Applicability of the MIG
25Taken together, the applicant has not demonstrated (on a balance of probabilities) that she suffers from an accident-related impairment that would remove her from the MIG. Any injuries she sustained as a result of the accident are predominantly “minor” or clinically associated sequelae.
26Further, the applicant has not demonstrated that she suffers from a pre-accident, medical condition that will prevent her from achieving “maximal recovery” to warrant removing her from the MIG.
INCOME REPLACEMENT BENEFIT
27Section 5(1) of the Schedule states that an insured person is entitled to an income replacement benefit if they sustain an accident-related impairment that causes “a substantial inability to perform the essential tasks” of their pre-accident employment.
Parties’ Positions
28The applicant made few specific arguments about this benefit in her submissions. However, she did mention that her pre-accident role as housekeeper changed following the accident. She also highlighted the finding from Dr. Vitelli that her accident-related injuries “impact her ability to carry out her everyday activities and her tasks of employment.”
29The respondent challenged the applicant’s position by arguing that she did not miss any time from work following the accident. In fact, the respondent contended that her income tax returns evidence “a consistent increase in income.”
Analysis
30To determine whether the applicant suffers from a “substantial inability” to perform the essential tasks of his pre-accident employment, I must first identify what these tasks were. The applicant provided a statutory declaration shortly after the accident (i.e., sworn May 6, 2016), which detailed her pre-accident employment as follows:
I do housekeeping work for both ladies mentioned above, cooking, running errands, meal preparation. I was able to lift heavy things but cannot do lift anymore. However, I try my best to perform all my duties at work, but do them often with pain.
31Though I am satisfied that I possess enough information to determine the essential pre-accident tasks of her employment (e.g., cooking, cleaning, etc.), I am also satisfied that the applicant does not suffer from a “substantial inability” to perform said tasks. That is, as stated earlier on in her statutory declaration, the applicant “did not have any time off from work and my hours of work have not changed, but I do not lift heavy things at work.” This sentiment was also reflected in her comments during the functional abilities evaluation conducted in June 2016: “she has returned to work, but avoids some of the heavier household chores such as changing the bed sheets and doing heavier meals.”

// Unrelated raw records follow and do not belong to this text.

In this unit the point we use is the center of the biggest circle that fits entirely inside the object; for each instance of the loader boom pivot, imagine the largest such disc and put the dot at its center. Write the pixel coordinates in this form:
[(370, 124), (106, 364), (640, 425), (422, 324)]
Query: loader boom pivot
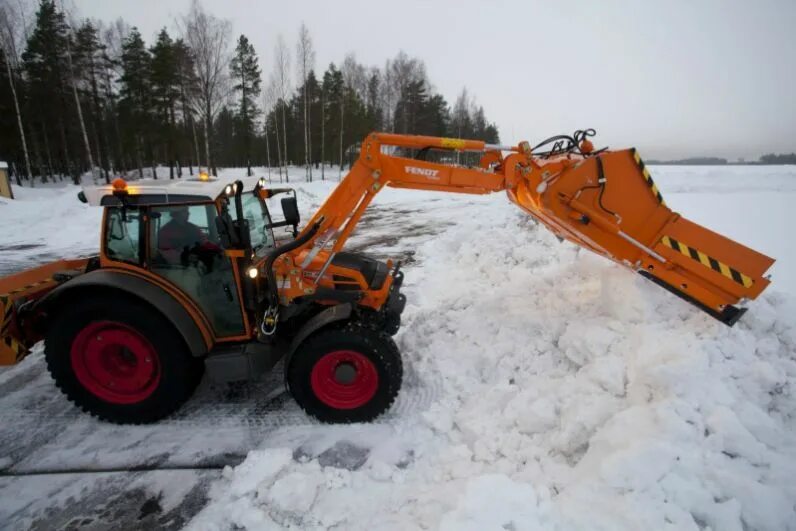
[(605, 201)]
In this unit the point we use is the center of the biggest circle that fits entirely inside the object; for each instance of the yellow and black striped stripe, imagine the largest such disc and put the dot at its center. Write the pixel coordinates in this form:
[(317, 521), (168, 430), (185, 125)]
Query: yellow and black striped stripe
[(647, 177), (707, 261), (18, 348), (26, 288)]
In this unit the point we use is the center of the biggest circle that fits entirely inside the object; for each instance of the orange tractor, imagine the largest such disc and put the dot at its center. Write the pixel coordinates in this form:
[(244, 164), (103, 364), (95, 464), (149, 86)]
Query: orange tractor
[(190, 277)]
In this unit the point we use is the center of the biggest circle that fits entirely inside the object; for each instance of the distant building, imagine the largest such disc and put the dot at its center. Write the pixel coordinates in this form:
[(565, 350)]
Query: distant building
[(5, 182)]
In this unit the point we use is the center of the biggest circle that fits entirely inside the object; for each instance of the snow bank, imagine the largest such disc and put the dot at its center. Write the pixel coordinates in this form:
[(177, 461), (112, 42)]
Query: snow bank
[(569, 394), (565, 392)]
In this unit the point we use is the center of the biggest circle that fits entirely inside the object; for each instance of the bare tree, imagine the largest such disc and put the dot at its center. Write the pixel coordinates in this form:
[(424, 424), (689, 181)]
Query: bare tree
[(305, 57), (323, 133), (271, 95), (268, 101), (282, 65), (73, 80), (10, 21), (208, 39), (112, 38)]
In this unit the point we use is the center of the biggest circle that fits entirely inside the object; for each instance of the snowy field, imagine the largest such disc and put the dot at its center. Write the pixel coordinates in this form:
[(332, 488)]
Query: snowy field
[(546, 388)]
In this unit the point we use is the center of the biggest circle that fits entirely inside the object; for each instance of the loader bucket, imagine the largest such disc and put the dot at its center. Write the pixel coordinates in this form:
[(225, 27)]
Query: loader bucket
[(17, 292), (610, 204)]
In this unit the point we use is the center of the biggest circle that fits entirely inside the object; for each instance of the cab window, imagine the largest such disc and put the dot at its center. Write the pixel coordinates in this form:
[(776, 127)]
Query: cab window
[(185, 249), (122, 235), (262, 236)]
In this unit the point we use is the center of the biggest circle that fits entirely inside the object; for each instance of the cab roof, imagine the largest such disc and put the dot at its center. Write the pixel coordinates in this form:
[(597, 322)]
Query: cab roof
[(177, 191)]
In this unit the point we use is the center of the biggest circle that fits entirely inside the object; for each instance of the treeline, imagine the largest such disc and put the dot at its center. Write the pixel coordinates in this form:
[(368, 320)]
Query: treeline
[(717, 161), (785, 158), (86, 96)]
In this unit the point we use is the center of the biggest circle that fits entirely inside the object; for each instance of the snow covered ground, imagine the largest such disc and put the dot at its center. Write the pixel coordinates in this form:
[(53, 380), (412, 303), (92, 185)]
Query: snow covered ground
[(545, 388)]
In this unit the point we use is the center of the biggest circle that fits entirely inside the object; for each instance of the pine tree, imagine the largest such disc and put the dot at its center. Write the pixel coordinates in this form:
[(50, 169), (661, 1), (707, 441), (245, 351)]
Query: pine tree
[(246, 73), (88, 56), (135, 94), (44, 64), (165, 90)]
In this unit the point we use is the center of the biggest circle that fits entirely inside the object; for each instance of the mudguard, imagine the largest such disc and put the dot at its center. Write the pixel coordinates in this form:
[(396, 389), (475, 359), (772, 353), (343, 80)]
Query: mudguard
[(338, 312), (136, 287)]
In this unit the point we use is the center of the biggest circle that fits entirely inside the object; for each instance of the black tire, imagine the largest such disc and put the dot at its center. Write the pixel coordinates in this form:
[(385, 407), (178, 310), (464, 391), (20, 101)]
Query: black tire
[(376, 347), (178, 371)]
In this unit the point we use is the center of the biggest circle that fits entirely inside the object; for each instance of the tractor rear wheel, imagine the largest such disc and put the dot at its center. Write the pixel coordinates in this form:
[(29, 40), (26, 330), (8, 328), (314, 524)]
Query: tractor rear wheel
[(343, 375), (120, 361)]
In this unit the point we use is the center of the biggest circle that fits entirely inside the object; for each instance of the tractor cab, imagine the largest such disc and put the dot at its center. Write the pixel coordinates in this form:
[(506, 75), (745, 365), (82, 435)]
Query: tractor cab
[(199, 239)]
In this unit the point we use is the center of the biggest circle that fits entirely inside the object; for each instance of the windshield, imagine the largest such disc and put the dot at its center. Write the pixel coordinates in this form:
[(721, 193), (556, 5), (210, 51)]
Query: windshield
[(256, 214)]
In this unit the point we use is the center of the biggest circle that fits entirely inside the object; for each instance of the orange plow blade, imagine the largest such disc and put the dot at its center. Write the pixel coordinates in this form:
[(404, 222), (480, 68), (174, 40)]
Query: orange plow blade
[(16, 292), (610, 204)]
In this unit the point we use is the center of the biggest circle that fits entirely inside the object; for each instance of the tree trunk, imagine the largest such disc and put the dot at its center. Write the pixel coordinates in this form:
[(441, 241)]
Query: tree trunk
[(86, 143), (36, 152), (278, 145), (267, 151), (284, 138), (196, 147), (19, 119), (66, 161), (323, 135), (340, 172), (207, 142), (139, 157), (47, 152), (306, 139)]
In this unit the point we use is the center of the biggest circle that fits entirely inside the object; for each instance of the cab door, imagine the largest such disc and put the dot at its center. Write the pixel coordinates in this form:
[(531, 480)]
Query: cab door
[(185, 249)]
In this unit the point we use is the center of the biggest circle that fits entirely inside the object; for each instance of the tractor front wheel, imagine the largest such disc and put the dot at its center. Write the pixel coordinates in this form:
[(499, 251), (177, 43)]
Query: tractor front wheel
[(343, 375), (120, 361)]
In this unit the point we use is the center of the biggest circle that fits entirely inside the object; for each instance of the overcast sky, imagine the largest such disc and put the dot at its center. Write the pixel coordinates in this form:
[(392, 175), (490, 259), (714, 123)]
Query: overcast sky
[(673, 78)]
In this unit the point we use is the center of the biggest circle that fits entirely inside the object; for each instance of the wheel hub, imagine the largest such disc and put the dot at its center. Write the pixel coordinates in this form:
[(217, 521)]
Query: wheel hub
[(344, 379), (115, 362)]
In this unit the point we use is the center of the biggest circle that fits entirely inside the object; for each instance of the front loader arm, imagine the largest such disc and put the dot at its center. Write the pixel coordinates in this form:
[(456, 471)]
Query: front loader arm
[(605, 201)]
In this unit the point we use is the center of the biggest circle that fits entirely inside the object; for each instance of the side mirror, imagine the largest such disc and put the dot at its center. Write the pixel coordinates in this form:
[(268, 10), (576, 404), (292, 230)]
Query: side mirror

32I accept that some of her heavier duties have been limited, and I do not downplay the difficulty of working through ongoing pain. However, this admission that she has continued to work since the accident runs directly counter to the standard that the applicant is required to meet for entitlement to an income replacement benefit. Put another way, the applicant’s admission that she has been able to continue working (albeit with minor modifications) is proof that she does not suffer from a “substantial inability to perform the essential tasks” of her pre-accident employment. As such, I find that the applicant has not demonstrated that she is entitled to an income replacement benefit.
CONCLUSION
33The applicant has not demonstrated that she should be removed from the funding limit under s. 18(1) of the Schedule. As such, she has not demonstrated her entitlement to any of the disputed treatment plans.
34The applicant has not demonstrated that she is entitled to an income replacement benefit.
35No interest is owing.
Released: December 31, 2019
Craig Mazerolle
Adjudicator
Footnotes
- Effective September 1, 2010, O. Reg. 34/10.